William Kuinka, mandolinist, bassist, guitarist (born 28 January 1916 in Anyox, BC; died 7 April 2008 in Toronto, ON). ARCT 1951.

After service in World War II as a member of an Army Show unit, he studied at the RCMT with Charles Rose (string bass), John Weinzweig (theory), John Moskalyk (violin), and others, at the Advanced School of Contemporary Music, Toronto, with Ray Brown (bass), and in New York with Fred Zimmerman (bass). He taught himself to play various fretted instruments, specializing in mandolin but attaining proficiency also in guitar. He played double-bass in several Canadian orchestras (CBC Symphony Orchestra, TSO, Pro Arte Orchestra, Hamilton Philharmonic Orchestra) and mandolin solos with the Ivan Romanoff orchestra on radio, TV, and recordings and in concert. While playing viola da gamba and mandolin 1963-5 with the Toronto Renaissance Quintet, he formed the Toronto Mandolin Chamber Ensemble in 1964 for concerts in libraries, art galleries and schools. The ensemble continued until 1969.

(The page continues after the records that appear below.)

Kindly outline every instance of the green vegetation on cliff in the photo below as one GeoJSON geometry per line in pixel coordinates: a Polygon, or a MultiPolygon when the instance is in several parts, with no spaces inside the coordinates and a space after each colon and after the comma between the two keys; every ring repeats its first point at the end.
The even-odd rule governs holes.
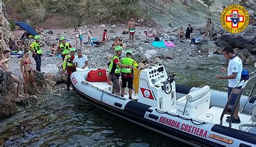
{"type": "MultiPolygon", "coordinates": [[[[112,23],[131,17],[147,17],[138,0],[4,0],[16,14],[32,23],[60,13],[77,23],[112,23]]],[[[58,18],[57,18],[57,20],[58,18]]]]}

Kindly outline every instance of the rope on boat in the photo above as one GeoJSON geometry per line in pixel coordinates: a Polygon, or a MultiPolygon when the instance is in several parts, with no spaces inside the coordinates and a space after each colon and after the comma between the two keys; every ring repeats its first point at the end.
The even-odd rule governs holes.
{"type": "Polygon", "coordinates": [[[171,114],[169,112],[168,112],[167,111],[160,111],[160,110],[159,110],[159,109],[157,109],[157,108],[156,108],[156,111],[159,113],[161,113],[161,114],[167,114],[170,116],[174,116],[174,117],[178,117],[181,119],[183,119],[183,120],[190,120],[191,121],[192,123],[193,123],[193,124],[196,124],[196,125],[201,125],[201,124],[207,124],[206,122],[200,122],[200,121],[197,121],[197,120],[193,120],[192,118],[191,119],[188,119],[188,118],[186,118],[185,117],[183,117],[182,116],[180,116],[179,115],[176,115],[176,114],[171,114]],[[199,122],[199,123],[196,123],[196,122],[199,122]]]}
{"type": "Polygon", "coordinates": [[[111,96],[112,96],[112,97],[116,97],[116,98],[118,98],[118,99],[119,99],[126,100],[125,98],[122,98],[122,97],[120,97],[120,96],[118,96],[118,95],[115,95],[115,94],[113,94],[109,93],[109,92],[106,92],[106,91],[104,91],[104,90],[102,90],[102,89],[99,89],[99,88],[97,87],[95,87],[95,86],[94,86],[93,85],[92,85],[92,84],[90,84],[90,83],[87,83],[87,82],[85,82],[85,81],[81,81],[81,82],[82,82],[82,83],[84,83],[84,84],[86,84],[87,85],[90,86],[92,87],[92,88],[93,88],[93,89],[96,89],[96,90],[98,90],[98,91],[101,91],[101,92],[103,92],[103,93],[106,93],[106,94],[109,94],[109,95],[111,95],[111,96]]]}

In 1966, Kuinka received a Canada Council grant for research in Europe into teaching methods and repertoire for fretted instruments. He taught classical guitar 1965-79 at the Brodie School of Music, Toronto, and string instruments 1969-81, then adult education courses 1981-9, for the Etobicoke Board of Education (Toronto). He taught mandolin 1980-1 at Wilfrid Laurier University. Kuinka encouraged Canadian composers to write for the mandolin and premiered or participated in the premieres of Charles Camilleri's Sonata da Camera (1963), Morris Surdin's Concerto for Mandolin and Strings (1966), Walter Buczynski's Trio/67, Frederick Karam's Concerto for Mandolin and Large Orchestra (1969), Eldon Rathburn's The Metamorphic Ten (1971, recorded under the composer's direction on Crystal S504), Bruce Mather's Orchestra Piece (1967), Mandola (1972) and Madrigal V (1973), Robert Bauer's Mao (1973, recorded on Melbourne SMLP-4028, which also includes Kuinka and Bauer performing Bauer's Filaments ), and Gary T. HayesPreludes and Dances, Book 1 (1978). Kuinka also played in NMC presentations, and performed with Nexus and with the SMCQ.

Kuinka's daughter, Valerie (born 1957), who studied viola with Terence Helmer and Rivka Golani at the University of Toronto and with Donald McInnes at the University of Michigan, Ann Arbor, joined the orchestras of the National Ballet of Canada in 1984 and the COC in 1986. She is married to the tenor Richard Margison.